2025年03月11日

歴史の教訓 羅針盤に

 小学生の頃から我が家で購読していた読売新聞を読んでいた。
 毎日、読んでいたのは人生案内である。スポーツの紙面も必ず読んでいた。長嶋、王という偉大なスーパースターの影響。さらには、NHKラジオで中継されていた正月の箱根駅伝、読売が主催していた青森〜東京間、東京〜大阪間の駅伝の記事が大好きだった。
 詳しいことはわからないが、新聞は経済部、政治部、社会部と担当が分かれているみたいで、読売の政治部は政府自民党の広報紙みたいで全く信用できないし、読む気もしないが、社会部は語り継ぐ戦争を筆頭にまじめに取り組む記事があってそれなりに評価してきた。

 近年の優れた連載として、「時代の証言者」があり、登場する証言者によっては読んだり、読まなかったりという情けない読者であるが、語り継ぐ戦争をテーマに発信している立場から、大いに参考になる記事であることは間違いない。

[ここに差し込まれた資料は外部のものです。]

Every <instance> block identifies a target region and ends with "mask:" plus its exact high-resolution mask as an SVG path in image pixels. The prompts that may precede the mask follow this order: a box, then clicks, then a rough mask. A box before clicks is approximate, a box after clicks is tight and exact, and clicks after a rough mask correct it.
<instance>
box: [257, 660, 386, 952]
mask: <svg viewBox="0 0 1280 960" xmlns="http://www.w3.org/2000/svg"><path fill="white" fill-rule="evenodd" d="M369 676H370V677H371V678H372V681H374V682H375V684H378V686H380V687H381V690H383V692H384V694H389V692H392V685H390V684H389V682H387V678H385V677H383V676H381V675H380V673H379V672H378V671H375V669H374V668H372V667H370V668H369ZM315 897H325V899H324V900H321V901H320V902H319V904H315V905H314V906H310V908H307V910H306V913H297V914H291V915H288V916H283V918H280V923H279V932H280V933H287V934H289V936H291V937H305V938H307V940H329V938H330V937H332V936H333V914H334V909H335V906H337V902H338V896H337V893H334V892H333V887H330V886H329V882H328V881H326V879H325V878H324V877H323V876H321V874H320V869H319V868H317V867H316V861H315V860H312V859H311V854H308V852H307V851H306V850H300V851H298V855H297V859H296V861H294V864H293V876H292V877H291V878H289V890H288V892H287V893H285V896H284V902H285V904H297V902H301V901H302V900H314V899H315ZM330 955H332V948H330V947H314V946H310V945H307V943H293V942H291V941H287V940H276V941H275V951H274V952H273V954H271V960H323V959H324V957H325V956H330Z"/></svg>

 「国民の年表を書く」というタイトルで連載されたノンフィクション作家 保坂正康さんの 36最終回が3月7日にあった。
 「歴史の教訓 羅針盤に」という見出しで、実に勉強になることを教えて頂いた。
 感謝の気持ちを込めて書いておきたい。

 「『平和憲法』という言葉を使わない。戦争放棄の条文をお守りにすれば、平和になれるわけではない。それは「皇軍史」をうのみにした精神構造と変わらない。
 ウクライナを侵略したロシアのプーチンが、現代の核抑止論の限界を実証した。唯一の被爆国として主導的に動くべきではないか。
 甚大な犠牲と引き換えに手にした『民主主義』も揺らいでいる。米国トランプ政権の2期目、日本の選挙制度の混乱を見ても、大きな転換点に来ている。
 昭和100年の歴史は、為政者まかせにすることの危うさも教えている。
 押し寄せる困難を克服できるかは、一人ひとりの主体的で未来を見据えた努力にかかっている。もし迷ったら歴史の教訓を辿り、羅針盤としてほしい。きっと頼りになる。」

 以上が最終回のメッセージで一番心を動かされた部分である。


 語り継ぐ戦争をメインに犯罪被害者支援を訴えてきた立場から、歴史探偵と称された半藤一利さんと共に昭和史をわかりやすく解説してくれた保坂正康さん。
 TVで昭和史の解説をしてくれたことで、身近に存在になり、「時代の証言者」を読んでさらに親しみを持った。
 半藤一利『昭和史1926〜1945』(平凡社文庫)を買い求めて読んでいるので、昭和史を少しは勉強してきたが、その半藤一利さんが退場されてしまった今、保坂さんが自分にとって昭和史の一番の師匠となっている。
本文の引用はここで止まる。